Jeremiah 5:10. Scale her walls … for they are not Jehovah’s. The image of a vine in an unwalled vineyard suggests the expression.—The phrase for they are not Jehovah’s involves the idea of depravation. Comp. Jeremiah 2:21.

Jeremiah 5:11. For they have been faithless toward me … saith Jehovah. The threatening of punishment repeated in a new form follows the fundamental declaration “Israel has been faithless towards the Lord.” The prophet says this of both kingdoms, though the kingdom of Israel was no longer in existence. We see that he still has always in view the entire past history of the people. Comp. the remarks on ואשׁביע at Jeremiah 5:7.—Faithless (comp. Jeremiah 3:7 sqq.) is evidently in antithesis to truth, Jeremiah 5:1; Jeremiah 5:3. It is a word of general signification, and would not in itself afford a new, specific element. It is therefore more particularly defined in what follows.

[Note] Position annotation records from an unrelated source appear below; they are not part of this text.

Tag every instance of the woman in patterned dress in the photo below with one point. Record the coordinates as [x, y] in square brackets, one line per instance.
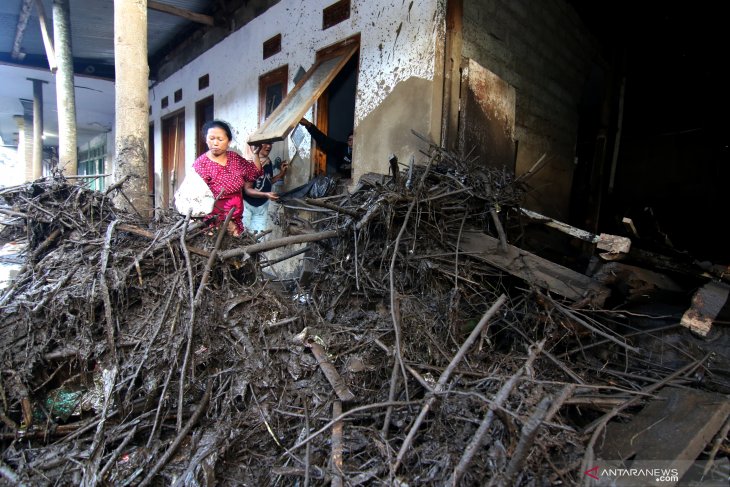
[225, 172]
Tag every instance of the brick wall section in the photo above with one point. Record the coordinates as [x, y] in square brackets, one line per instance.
[545, 52]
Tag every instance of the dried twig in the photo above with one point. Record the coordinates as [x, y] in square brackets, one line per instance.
[445, 376]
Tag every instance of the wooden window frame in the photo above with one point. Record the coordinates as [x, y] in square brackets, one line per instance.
[279, 75]
[200, 144]
[336, 13]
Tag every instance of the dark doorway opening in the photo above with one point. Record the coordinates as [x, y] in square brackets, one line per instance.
[336, 113]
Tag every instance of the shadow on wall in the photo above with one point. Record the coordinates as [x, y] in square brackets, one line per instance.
[387, 129]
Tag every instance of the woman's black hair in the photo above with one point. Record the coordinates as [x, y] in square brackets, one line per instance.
[217, 124]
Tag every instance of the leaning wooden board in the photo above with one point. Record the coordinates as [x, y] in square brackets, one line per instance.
[536, 270]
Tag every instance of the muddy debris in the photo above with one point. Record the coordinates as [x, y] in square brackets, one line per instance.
[156, 353]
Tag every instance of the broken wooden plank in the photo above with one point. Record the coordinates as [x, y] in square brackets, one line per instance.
[534, 269]
[707, 304]
[641, 283]
[614, 245]
[668, 434]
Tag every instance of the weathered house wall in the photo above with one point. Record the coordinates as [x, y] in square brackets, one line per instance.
[543, 50]
[396, 67]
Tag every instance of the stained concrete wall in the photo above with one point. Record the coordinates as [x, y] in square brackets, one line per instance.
[398, 48]
[543, 50]
[398, 41]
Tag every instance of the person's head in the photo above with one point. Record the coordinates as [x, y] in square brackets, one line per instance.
[218, 136]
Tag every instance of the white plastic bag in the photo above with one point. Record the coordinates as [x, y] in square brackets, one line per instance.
[194, 195]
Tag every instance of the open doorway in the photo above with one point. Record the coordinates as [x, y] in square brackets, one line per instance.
[335, 111]
[173, 155]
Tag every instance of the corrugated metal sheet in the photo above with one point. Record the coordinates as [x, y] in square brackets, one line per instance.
[92, 28]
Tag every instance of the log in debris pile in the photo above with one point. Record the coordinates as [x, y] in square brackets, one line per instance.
[161, 353]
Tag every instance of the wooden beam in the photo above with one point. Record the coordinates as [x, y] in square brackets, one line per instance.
[47, 42]
[534, 269]
[670, 432]
[186, 14]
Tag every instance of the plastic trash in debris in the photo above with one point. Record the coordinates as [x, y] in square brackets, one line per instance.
[60, 404]
[322, 186]
[303, 298]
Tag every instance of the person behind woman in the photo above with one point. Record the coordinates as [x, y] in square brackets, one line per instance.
[257, 194]
[225, 172]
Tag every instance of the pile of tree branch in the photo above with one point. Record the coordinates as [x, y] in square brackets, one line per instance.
[138, 353]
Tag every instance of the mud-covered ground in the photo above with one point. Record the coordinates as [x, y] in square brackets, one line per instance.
[162, 353]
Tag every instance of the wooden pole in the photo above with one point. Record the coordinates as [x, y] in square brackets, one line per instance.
[132, 104]
[37, 127]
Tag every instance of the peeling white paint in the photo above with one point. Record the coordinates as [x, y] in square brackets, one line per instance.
[398, 41]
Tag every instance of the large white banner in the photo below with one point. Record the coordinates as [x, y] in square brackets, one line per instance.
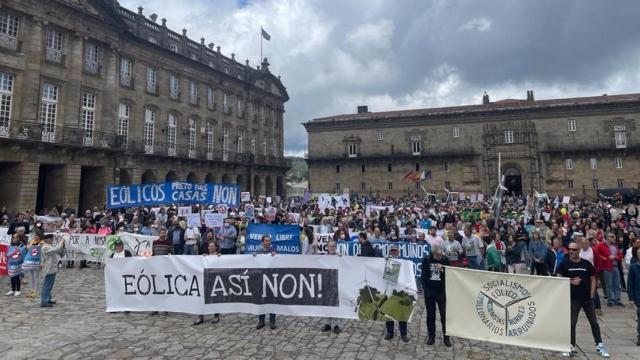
[522, 310]
[300, 285]
[95, 247]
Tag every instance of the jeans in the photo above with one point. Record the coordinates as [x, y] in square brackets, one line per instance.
[401, 324]
[638, 321]
[35, 279]
[272, 318]
[47, 286]
[178, 249]
[612, 285]
[190, 250]
[590, 311]
[473, 262]
[431, 298]
[15, 283]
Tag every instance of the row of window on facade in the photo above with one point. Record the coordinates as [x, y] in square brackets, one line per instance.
[617, 163]
[49, 112]
[445, 167]
[54, 51]
[92, 65]
[595, 185]
[509, 138]
[152, 87]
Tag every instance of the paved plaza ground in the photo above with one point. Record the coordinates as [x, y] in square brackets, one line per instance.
[79, 328]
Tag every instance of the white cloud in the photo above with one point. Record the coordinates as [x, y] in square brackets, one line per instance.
[334, 55]
[480, 24]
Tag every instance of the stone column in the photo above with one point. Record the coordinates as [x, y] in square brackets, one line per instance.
[32, 49]
[73, 84]
[27, 186]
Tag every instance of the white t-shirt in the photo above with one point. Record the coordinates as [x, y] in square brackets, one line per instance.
[587, 255]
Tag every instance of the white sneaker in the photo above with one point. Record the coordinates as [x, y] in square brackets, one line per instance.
[602, 350]
[570, 352]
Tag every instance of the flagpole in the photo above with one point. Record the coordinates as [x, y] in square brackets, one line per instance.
[260, 60]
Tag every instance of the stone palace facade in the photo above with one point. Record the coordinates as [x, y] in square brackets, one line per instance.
[560, 146]
[93, 94]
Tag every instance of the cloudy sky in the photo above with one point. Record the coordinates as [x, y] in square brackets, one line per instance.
[397, 54]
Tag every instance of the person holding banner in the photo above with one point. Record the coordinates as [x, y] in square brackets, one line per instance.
[332, 323]
[402, 325]
[266, 249]
[583, 287]
[33, 263]
[432, 278]
[51, 256]
[212, 250]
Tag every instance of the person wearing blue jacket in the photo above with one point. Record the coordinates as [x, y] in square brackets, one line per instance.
[15, 256]
[33, 262]
[633, 287]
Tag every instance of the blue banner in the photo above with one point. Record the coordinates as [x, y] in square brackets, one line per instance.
[172, 193]
[406, 250]
[285, 238]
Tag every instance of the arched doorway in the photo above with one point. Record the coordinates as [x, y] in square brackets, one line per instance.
[280, 186]
[125, 177]
[257, 186]
[513, 181]
[171, 176]
[148, 177]
[268, 186]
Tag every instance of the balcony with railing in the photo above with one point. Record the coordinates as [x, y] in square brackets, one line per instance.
[54, 56]
[60, 135]
[92, 67]
[9, 43]
[596, 142]
[126, 80]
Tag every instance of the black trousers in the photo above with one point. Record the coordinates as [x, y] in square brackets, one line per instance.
[539, 269]
[590, 311]
[15, 283]
[431, 298]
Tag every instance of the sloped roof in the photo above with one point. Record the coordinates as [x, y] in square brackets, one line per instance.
[506, 104]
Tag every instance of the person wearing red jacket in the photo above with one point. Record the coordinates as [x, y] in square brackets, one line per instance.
[608, 255]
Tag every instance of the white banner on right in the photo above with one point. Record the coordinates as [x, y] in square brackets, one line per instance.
[521, 310]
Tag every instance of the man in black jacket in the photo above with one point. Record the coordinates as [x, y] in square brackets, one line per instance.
[432, 278]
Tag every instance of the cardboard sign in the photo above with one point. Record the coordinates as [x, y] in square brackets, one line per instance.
[193, 220]
[184, 210]
[270, 213]
[214, 220]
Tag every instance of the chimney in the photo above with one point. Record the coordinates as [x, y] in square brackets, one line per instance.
[530, 95]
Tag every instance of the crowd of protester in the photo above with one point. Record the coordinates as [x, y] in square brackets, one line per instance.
[525, 235]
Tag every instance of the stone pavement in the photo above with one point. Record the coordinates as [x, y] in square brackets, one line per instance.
[79, 328]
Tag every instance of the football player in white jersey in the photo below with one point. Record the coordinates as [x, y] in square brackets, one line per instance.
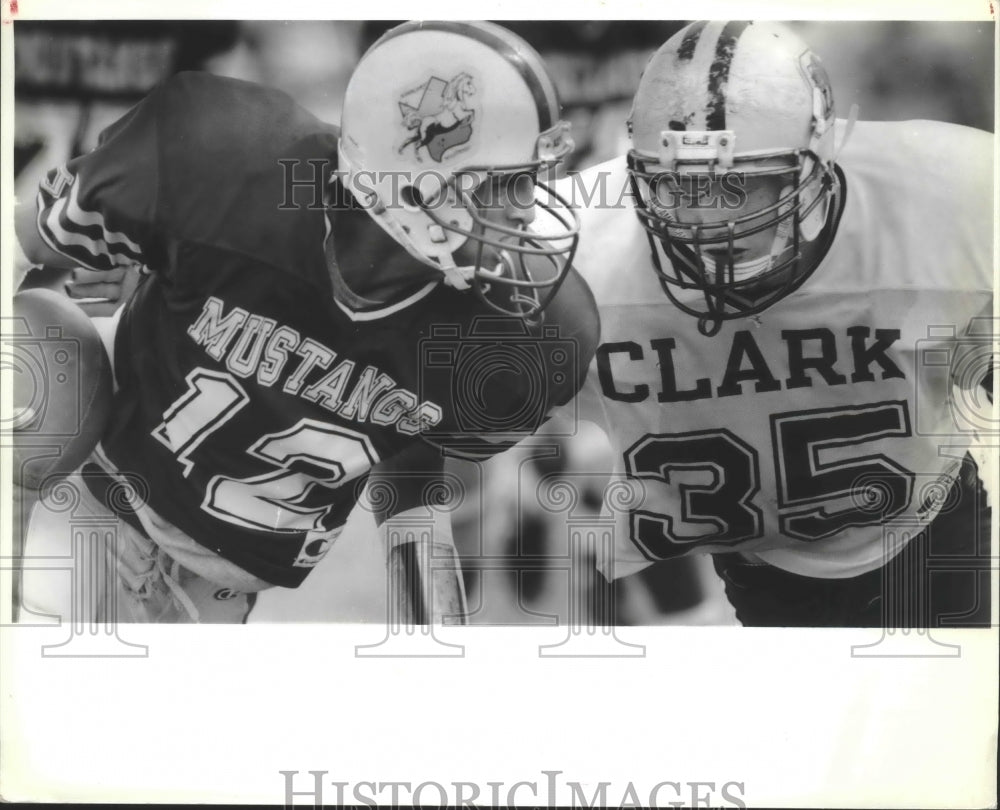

Jeremiah 5:12. They have denied Jehovah … shall we behold. It is here declared that they injured the truth in such a manner by their faithlessness, that they virtually denied the existence of Jehovah.—have denied, Joshua 24:27; Isaiah 59:13. Comp. Proverbs 30:9. The sense of this is explained unmistakably by He is not. If Jehovah is not, there is no possibility of a judgment to be effected by Him.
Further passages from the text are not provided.